Phil. Here, indeed, you have deceiv’d me.
Pseud. Well, now try if you can catch me again in another Lie.
Phil. I cannot.
Pseud. I want to have you shew that Sharpness of Wit, that you do in other Things.
Phil. I confess, I am deficient. Shew me.
Pseud. When I said, now I will begin to lie, did I not tell you a swinging Lie then, when I had been accustomed to lie for so many Years, and I had also told a Lie, just the Moment before.
Phil. An admirable Piece of Witchcraft.
Pseud. Well, but now you have been forewarn’d, prick up your Ears, listen attentively, and see if you can catch me in a Lie.
Phil. I do prick them up; say on.
Pseud. I have said already, and you have imitated me in lying.
Phil. Why, you’ll persuade me I have neither Ears nor Eyes by and by.
Pseud.

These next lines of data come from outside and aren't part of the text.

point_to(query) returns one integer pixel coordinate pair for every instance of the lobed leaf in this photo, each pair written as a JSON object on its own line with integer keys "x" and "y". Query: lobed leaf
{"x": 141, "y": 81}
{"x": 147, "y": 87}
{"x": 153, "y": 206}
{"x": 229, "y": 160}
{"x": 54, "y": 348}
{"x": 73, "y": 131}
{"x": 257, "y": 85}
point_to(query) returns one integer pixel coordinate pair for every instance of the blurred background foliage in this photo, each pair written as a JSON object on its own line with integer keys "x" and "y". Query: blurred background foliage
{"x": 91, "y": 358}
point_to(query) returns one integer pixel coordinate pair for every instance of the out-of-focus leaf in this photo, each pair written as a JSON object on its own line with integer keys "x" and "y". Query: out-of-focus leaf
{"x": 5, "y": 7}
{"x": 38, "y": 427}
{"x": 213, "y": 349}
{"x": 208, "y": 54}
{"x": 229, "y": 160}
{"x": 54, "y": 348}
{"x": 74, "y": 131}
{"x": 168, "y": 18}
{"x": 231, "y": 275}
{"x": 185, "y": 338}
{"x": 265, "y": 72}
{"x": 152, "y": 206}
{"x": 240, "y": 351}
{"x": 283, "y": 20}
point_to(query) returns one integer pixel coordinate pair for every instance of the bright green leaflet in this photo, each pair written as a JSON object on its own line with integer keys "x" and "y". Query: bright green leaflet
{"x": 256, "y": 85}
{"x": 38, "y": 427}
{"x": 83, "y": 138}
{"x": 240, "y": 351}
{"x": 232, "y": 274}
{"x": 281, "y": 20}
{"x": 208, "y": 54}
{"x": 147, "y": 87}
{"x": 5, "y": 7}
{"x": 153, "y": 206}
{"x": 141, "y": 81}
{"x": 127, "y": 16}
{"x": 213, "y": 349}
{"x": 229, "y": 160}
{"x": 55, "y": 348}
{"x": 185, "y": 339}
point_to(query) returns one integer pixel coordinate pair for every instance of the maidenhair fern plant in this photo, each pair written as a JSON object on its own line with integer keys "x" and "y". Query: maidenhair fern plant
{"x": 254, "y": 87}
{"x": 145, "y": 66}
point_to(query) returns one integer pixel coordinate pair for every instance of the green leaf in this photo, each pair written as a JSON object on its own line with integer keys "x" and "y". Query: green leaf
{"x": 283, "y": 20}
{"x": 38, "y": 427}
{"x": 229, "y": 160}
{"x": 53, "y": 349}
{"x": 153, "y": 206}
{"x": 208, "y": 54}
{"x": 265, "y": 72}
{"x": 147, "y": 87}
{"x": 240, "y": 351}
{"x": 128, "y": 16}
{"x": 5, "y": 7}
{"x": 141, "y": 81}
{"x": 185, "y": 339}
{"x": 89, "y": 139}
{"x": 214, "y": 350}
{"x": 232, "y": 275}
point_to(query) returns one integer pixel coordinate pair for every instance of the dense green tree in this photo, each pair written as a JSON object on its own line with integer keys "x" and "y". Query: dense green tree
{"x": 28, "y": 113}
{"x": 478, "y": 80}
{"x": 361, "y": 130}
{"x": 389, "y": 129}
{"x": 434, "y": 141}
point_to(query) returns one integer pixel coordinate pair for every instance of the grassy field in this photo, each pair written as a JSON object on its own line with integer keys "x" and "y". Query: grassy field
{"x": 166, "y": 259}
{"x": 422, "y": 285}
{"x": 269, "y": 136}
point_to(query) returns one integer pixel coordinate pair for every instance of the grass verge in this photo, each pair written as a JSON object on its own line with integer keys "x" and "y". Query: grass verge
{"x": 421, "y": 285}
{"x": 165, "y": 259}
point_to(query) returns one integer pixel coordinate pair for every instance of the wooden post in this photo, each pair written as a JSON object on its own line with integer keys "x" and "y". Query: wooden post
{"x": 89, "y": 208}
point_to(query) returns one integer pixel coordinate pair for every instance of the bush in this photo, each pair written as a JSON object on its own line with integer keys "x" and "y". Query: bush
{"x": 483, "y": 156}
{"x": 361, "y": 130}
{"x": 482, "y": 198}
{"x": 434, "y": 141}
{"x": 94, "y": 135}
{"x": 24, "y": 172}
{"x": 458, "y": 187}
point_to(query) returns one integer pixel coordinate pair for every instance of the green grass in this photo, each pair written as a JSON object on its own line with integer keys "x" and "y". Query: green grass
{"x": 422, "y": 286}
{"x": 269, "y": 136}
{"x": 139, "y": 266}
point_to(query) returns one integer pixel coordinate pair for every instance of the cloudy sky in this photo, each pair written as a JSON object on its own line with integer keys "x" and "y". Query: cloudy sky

When Mens Ears are immoveable, and can neither be prick’d up nor let down, I told a Lie in bidding you prick up your Ears.
Phil. The whole Life of Man is full of such Lies.
Pseud. Not only such as these, O good Man, for these are but Jokes: But there are those that bring Profit.
Phil. The Gain that is got by Lying, is more sordid, than that which is got by laying a Tax on Urine.
Pseud. That is true, I own; but then ’tis to those that han’t the Art of lying.
Phil. What Art is this that you understand?
Pseud. It is not fit I should teach you for nothing; pay me, and you shall hear it.
Phil. I will not pay for bad Arts.
Pseud. Then will you give away your Estate?
Phil. I am not so mad neither.
Pseud. But my Gain by this Art is more certain than yours from your Estate.
Phil. Well, keep your Art to yourself, only give me a Specimen that I may understand that what you say is not all Pretence.
Pseud. Here’s a Specimen for you: I concern myself in all Manner of Business, I buy, I sell, I receive, I borrow, I take Pawns.
Phil. Well, what then?
Pseud. And in these Affairs I entrap those by whom I cannot easily be caught.
Phil. Who are those?
Pseud. The soft-headed, the forgetful, the unthinking, those that live a great Way off, and those that are dead.
Phil. The Dead, to be sure, tell no Tales.
Pseud. If I sell any Thing upon Credit, I set it down carefully in my Book of Accounts.
Phil. And what then?
Pseud. When the Money is to be paid, I charge the Buyer with more than he had. If he is unthinking or forgetful, my Gain is certain.
Phil. But what if he catches you?
Pseud. I produce my Book of Accounts.